Figure 3. Cell quality control dysfunction and resulting endophenotypes that contribute to fibrotic remodeling.

AT2 cell quality control defects: Effective AT2 cell quality control relies on management of malformed or misfolded proteins (proteostasis), degradation of dysfunctional organelles, and maintenance of telomere length. AT2 response: The loss of quality control involves AT2 cell adaptive compensations, such as activation of the UPR/UPS to regain proteostasis. However, sustained quality control defects lead to cellular disruption and injury from ER stress, persistent mitochondrial dysfunction, metabolic reprograming, and DNA damage responses. AT2 endophenotypes: Modeling AT2 cell quality control defects and interrogation of the IPF epithelia have identified a number of AT2 cell endophenotypes in the fibrotic lung.
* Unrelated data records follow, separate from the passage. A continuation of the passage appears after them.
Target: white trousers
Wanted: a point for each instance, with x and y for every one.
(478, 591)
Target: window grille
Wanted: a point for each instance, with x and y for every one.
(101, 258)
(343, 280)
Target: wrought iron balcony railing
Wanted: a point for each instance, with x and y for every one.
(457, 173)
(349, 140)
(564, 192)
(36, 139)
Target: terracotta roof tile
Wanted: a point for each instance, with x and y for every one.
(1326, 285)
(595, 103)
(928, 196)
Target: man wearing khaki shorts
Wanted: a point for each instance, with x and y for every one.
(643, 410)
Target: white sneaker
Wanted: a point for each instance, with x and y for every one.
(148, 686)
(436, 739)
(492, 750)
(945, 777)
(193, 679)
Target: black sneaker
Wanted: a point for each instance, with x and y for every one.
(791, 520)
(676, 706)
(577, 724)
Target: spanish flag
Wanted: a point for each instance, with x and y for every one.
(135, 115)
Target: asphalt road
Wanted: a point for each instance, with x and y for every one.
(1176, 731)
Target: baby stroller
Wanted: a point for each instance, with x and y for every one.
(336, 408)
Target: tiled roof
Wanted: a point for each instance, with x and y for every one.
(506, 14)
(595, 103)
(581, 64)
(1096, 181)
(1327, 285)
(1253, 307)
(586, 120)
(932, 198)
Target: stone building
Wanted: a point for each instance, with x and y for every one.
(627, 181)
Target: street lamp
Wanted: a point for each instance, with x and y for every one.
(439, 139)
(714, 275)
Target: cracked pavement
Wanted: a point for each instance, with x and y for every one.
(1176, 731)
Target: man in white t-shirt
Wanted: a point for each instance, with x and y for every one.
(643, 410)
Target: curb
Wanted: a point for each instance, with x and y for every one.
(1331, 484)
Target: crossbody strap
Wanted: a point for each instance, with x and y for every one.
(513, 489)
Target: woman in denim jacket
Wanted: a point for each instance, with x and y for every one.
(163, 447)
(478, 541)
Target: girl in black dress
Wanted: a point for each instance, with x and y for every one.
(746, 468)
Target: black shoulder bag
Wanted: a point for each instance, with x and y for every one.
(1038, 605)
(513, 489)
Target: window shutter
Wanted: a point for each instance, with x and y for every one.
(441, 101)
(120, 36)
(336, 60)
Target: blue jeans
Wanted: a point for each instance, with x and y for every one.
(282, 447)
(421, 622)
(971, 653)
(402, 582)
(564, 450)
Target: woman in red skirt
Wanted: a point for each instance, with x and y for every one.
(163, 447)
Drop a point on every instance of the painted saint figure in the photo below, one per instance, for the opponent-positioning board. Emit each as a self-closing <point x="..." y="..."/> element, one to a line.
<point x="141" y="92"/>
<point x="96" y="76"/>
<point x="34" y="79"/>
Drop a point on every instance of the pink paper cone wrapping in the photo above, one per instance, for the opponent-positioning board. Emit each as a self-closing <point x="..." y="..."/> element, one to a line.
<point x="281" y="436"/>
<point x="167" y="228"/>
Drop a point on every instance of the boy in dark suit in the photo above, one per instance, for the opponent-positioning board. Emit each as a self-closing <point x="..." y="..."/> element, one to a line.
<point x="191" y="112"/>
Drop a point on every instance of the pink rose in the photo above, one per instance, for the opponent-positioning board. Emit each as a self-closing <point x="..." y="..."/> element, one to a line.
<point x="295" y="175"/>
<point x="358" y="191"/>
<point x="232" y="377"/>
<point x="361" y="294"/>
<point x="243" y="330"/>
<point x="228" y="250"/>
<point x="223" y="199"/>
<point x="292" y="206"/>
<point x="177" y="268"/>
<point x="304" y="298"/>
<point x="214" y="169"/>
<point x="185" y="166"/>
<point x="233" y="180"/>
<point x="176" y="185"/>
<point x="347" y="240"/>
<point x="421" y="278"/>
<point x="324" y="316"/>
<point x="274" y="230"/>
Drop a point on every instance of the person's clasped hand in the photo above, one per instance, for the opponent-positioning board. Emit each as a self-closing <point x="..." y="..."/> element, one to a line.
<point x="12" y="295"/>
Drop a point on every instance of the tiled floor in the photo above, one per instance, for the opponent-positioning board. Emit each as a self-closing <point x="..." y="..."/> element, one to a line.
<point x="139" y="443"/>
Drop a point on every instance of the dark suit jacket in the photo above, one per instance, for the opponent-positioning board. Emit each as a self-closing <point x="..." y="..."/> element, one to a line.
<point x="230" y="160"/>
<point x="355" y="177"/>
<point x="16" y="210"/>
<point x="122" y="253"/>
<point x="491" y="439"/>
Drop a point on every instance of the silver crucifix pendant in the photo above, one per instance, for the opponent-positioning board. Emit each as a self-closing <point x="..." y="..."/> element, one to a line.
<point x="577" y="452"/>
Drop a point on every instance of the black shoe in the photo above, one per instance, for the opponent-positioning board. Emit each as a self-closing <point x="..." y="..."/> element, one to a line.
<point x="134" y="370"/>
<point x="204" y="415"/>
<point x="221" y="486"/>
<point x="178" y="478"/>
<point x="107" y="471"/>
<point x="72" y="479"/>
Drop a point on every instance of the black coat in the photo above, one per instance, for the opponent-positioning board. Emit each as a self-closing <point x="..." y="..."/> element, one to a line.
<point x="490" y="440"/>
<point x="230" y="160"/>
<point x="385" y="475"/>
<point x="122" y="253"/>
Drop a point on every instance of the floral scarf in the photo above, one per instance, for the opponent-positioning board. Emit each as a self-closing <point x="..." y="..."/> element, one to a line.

These include the production of profibrotic mediators including TGF-β, loss of AT2 cells through apoptosis, challenges to progenitor cell function resulting in the loss of progenitor capacity from senescence or emergence of hyperproliferative AT2 cells, and recruitment of immune cell populations. Common IPF phenotype: The resultant loss of alveolar architecture in IPF is defined by fibrotic remodeling and myofibroblast expansion into fibroblastic foci and hyperplasia of lung epithelial cells.